Saturday, 8 January 2022

SOFR Futures: LIBOR dominates!

The title of the post may look like a typo, but it is not. For the first days of the year, among the STIR futures settling against SOFR, the ones with a LIBOR name still dominate. The post-June 2023 LIBOR futures will be converted around June 2023 into SOFR futures (with a known spread of 26.161 bps). The final settlement of those is thus SOFR based, even if they still have a name with Eurodollar LIBOR.

The total volume for STIR futures at CME was for the first week of 2022, 75.1% for LIBOR (3M), 14.2% for SOFR (3M), 8.1% for EFFR (1M), 2.1% for SOFR (1M) and 0.5% for BSBY (3M).

But if we are looking only at the post 2023 futures, they all are SOFR (3M) delivery futures (except a couple of hundreds trades on BSBY). For those trades, the LIBOR futures had yesterday (2022-01-07) a volume of 91.1% (trades up to Dec 2028) and the SOFR futures a volume of 8.9% (trades only up to Dec 2027). Hence the oxymoronic title to this blog.

The LIBOR volume does not correspond to risk reduction as the LIBOR Open Interest have increased by 100,000 contracts since 31 December 2021.

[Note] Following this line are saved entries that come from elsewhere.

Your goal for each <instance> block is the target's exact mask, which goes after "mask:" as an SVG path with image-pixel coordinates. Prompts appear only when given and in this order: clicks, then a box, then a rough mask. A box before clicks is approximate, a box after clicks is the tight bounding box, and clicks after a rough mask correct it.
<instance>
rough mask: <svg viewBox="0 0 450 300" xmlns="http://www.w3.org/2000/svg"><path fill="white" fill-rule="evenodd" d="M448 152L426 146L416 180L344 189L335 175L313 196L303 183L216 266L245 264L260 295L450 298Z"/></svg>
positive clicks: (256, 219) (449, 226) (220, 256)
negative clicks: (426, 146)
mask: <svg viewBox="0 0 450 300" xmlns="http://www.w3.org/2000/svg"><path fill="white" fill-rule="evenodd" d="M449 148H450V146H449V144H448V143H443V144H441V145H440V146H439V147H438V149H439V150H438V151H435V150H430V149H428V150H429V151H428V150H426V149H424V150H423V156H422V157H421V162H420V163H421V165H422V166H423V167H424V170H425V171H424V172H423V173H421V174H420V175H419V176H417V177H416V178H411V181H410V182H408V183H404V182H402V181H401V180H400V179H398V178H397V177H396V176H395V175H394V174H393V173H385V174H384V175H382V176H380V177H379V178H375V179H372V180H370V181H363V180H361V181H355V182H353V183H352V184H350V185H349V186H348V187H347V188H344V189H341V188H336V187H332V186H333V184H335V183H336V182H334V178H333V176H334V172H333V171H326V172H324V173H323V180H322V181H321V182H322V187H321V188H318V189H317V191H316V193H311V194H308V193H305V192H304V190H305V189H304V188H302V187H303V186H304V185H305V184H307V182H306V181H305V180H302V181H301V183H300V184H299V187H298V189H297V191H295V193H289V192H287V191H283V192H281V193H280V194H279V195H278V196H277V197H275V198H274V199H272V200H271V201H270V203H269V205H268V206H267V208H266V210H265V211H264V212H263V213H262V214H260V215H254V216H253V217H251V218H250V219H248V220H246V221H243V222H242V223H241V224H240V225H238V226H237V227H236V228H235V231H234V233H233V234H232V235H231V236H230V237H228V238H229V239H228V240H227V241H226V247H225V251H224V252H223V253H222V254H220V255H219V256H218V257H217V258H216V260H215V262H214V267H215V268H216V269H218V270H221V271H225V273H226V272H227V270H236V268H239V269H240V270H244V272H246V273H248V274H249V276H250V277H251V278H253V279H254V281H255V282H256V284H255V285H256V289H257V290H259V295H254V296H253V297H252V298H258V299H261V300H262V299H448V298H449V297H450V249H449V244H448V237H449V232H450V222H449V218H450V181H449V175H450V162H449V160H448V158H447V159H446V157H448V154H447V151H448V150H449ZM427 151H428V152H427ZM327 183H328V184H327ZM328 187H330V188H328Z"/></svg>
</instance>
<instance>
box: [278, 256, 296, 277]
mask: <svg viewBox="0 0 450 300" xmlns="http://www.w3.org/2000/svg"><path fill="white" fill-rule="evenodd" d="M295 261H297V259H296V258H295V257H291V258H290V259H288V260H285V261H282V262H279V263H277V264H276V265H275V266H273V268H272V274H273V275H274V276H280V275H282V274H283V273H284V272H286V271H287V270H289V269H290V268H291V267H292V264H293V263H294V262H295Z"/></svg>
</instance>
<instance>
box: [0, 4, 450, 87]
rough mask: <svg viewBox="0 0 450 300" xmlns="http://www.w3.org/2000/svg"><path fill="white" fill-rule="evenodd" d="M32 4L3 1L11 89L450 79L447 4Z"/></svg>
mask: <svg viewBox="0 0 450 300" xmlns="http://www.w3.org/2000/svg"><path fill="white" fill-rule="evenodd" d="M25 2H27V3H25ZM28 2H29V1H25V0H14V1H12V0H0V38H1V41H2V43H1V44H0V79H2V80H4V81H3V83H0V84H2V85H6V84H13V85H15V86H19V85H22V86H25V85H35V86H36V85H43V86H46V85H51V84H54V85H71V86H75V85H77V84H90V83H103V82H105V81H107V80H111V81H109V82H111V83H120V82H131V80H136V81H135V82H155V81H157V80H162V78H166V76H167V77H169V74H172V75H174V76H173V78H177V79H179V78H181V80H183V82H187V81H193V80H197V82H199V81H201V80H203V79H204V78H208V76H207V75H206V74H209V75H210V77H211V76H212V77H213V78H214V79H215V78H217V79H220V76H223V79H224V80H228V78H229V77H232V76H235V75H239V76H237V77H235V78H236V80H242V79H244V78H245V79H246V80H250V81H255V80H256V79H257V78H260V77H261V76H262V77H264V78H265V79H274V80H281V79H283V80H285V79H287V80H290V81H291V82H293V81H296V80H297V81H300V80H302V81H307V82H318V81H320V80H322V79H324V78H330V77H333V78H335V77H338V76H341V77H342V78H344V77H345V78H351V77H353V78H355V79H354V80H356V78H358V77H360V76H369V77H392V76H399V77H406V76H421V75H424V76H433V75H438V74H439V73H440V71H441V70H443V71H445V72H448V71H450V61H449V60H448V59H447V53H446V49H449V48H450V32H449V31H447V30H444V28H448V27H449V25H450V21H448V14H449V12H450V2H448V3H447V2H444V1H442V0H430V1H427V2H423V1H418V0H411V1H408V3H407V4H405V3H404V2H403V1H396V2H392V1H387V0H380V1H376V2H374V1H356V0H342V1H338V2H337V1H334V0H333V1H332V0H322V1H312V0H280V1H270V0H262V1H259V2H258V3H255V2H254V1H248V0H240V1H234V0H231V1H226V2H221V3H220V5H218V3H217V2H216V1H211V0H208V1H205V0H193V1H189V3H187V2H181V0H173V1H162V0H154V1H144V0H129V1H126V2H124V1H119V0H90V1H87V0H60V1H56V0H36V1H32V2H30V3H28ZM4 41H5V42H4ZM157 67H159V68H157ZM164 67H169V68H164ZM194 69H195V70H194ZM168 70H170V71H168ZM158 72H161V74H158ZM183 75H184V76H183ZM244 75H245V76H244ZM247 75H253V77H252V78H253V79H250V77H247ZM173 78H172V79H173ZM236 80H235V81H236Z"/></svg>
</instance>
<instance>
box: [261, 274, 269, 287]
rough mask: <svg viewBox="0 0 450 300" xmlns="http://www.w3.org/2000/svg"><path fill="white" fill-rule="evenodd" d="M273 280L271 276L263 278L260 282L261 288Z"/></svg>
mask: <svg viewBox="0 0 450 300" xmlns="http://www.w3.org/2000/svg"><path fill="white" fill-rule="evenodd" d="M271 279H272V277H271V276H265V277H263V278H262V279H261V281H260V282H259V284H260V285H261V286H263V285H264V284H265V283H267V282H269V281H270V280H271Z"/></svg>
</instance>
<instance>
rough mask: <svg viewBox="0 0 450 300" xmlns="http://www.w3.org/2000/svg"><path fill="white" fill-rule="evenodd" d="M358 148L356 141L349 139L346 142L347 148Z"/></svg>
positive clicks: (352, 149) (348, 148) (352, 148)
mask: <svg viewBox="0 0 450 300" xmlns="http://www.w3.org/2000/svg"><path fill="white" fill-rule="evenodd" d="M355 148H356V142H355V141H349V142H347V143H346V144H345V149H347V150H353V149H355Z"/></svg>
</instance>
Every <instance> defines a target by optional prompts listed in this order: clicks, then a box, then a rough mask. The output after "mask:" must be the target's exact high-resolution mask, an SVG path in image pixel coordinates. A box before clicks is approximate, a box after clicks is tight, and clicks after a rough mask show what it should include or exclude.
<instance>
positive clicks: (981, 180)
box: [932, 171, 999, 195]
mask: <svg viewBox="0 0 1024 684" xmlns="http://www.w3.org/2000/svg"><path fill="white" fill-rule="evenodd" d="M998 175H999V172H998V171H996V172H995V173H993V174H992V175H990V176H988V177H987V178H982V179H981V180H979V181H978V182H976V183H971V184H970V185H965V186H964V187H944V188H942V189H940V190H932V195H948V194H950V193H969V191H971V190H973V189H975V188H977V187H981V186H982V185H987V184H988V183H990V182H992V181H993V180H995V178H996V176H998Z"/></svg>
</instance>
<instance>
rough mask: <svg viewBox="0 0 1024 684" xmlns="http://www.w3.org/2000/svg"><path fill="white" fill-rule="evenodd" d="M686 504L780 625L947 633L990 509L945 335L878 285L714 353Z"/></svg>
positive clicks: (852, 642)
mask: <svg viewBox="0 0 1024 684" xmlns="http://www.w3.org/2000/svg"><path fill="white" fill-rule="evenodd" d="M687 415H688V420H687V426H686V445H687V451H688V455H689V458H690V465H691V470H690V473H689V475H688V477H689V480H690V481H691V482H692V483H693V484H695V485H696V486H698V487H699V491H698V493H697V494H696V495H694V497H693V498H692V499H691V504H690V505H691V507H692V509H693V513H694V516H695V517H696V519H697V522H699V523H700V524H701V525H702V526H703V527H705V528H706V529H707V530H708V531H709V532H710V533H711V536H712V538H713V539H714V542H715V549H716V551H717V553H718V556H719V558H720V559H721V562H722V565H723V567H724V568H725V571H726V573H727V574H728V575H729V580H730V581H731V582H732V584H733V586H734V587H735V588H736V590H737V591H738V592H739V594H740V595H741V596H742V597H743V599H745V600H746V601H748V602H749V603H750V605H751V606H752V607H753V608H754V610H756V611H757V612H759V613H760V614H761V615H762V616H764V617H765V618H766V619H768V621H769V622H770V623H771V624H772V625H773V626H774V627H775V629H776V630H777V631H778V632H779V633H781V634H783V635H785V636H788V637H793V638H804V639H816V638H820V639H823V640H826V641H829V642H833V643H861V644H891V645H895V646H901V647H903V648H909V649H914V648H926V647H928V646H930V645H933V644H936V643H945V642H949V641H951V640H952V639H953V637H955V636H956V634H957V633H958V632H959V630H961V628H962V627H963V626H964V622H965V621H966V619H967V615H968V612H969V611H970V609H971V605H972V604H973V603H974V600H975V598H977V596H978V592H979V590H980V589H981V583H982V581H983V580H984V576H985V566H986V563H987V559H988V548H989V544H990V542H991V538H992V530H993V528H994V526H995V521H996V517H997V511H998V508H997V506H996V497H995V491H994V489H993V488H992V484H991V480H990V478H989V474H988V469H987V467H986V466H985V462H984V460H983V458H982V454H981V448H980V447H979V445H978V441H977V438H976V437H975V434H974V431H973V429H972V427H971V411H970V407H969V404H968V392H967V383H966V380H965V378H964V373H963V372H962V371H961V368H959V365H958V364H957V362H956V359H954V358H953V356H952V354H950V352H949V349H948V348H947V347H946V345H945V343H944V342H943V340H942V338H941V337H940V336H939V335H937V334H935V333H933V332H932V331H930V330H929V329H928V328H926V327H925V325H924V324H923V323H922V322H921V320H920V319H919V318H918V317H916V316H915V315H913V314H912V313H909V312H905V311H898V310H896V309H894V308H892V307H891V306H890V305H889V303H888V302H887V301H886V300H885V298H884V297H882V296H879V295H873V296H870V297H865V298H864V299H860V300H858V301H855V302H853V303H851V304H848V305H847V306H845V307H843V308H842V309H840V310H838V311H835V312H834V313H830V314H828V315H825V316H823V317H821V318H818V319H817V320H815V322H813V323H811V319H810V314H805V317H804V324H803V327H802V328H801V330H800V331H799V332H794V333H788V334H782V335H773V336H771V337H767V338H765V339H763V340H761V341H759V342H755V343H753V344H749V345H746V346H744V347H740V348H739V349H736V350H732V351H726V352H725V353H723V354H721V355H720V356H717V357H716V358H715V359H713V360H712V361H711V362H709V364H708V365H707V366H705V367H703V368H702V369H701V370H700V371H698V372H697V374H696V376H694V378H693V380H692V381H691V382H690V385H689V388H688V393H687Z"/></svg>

We don't know why such a trading pattern exists, but we conceive that it could be a way to hide the complexity of the new product behind an old name.

Note that on the cleared side, LCH indicates for the first week of 2022 43% IRS (LIBOR) and 57% OIS (SOFR and EFFR). The split between SOFR and EFFR is not published yet but it looks very likely that we are not yet at SOFR First.